In this study, first, the usability problems of a cancer registry system were identified using CW. Next, the severity of the problems was determined by the evaluators using a severity rating scale. Then, the problems with higher severities were given to users for determining the severities by this group. Finally, users' agreement with the problems identified by CW was assessed.

Research methodology

System and setting

The cancer registry system is a national information system that was implemented in 2015 and is currently used by more than one hundred users in twenty universities in Iran.

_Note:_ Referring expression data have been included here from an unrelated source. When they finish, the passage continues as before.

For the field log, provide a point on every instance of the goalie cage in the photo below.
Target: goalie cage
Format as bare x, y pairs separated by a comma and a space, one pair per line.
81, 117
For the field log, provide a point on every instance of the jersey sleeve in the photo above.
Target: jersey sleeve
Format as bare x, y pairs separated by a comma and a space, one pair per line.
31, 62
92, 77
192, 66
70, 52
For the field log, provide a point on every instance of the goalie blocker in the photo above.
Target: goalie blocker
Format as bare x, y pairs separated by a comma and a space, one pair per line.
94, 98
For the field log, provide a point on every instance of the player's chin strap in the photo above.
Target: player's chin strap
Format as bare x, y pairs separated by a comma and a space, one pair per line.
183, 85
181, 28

The cancer registry system allows the collection and management of information on cancer patients and the calculation of the incidence and prevalence of cancer in different geographical areas. Registration of patients' profiles and their tumor information, authentication, removing patient duplications, and annual reporting of patients' information are among the capabilities of this system. The most frequent and routine tasks of the system are “Recording patient's personal details and tumor information” and “Removing patient duplications”. The present study was performed in the cancer registration center of Kerman University of Medical Sciences (KUMS).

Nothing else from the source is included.